Thomas Burrows, member of CB1’s SLA Committee, argued that it was a matter of consistency; granting late-night hours for McCarren Hotel and Pool’s rooftop had turned out to be a “disaster,” as neighbors complained of pumping bass lines rattling their windows till 2 a.m., so the members of the SLA Committee decided it would behoove them to enforce some stricter hours; specifically, they want the restaurant to close at 1 a.m. on Friday and Saturday and 11 p.m. on weeknights, while the hotel wants permission for it to stay open until 2 a.m. every night. (The hotel’s other bars and dining areas would close at earlier hours.)

Burrows also said he found it curious that the hotel has only 183 rooms, yet the maximum occupancy for the pool deck is roughly 450. Mordy Steinfeld, director of operations and development for the hotel’s owners, said that it’s true that’s the max amount allowed by law, but it’s “highly unlikely anyone would try to fit that many people up there.”

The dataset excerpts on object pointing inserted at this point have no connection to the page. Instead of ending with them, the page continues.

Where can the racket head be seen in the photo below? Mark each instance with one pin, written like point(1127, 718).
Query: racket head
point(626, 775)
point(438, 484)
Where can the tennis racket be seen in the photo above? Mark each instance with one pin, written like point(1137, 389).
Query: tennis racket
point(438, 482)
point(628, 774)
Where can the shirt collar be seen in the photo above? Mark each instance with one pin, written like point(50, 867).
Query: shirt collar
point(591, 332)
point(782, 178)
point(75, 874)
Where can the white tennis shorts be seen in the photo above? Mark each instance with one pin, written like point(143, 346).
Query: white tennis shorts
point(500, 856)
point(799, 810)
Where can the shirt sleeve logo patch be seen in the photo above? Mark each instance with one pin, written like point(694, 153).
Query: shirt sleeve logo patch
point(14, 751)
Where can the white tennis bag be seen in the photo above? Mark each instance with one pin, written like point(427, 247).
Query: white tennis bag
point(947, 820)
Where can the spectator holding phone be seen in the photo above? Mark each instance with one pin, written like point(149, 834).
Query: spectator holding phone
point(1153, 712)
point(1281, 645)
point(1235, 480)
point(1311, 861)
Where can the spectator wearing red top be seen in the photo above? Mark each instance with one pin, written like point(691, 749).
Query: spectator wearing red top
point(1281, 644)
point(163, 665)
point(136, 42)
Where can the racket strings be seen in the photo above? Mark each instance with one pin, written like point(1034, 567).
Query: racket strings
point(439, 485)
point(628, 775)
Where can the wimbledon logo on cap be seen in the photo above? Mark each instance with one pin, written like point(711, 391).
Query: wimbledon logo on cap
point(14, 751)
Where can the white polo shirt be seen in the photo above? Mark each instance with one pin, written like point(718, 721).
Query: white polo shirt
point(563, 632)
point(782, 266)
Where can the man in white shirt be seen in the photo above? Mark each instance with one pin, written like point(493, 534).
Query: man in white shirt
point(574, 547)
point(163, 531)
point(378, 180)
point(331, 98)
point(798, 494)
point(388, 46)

“We may fill in with some day passes” issued to non-guests, said Elke A. Hofmann, attorney for the hotel, who went on to argue that the restrictions on the hours of the 22nd floor restaurant were both unfair and unnecessary. “The last guy on the block can’t compete fairly because they’re being asked to close earlier,” she said. “Those are their highest end rooms on those top floors,” she said, adding that it wouldn’t make sense for the hotel to allow noise that would disturb its most important guests. “There’s no cabaret license that they’re asking for and no dancing, so there’s no likelihood it’s going to slip into something like a dance club on the roof,” she said.

In the end the full community board voted in favor of the SLA committee’s recommendation to deny, so the matter will now be taken up with the State Liquor Authority at a later date, when Hofmann says she’ll argue the merits of the hotel in hopes that they consider The Level as its own individual, high-end entity worthy of transcending the CB’s local rules. Meanwhile the Level Hotel has completed construction on the majority of its ground floor commercial space and plans to open by early 2016.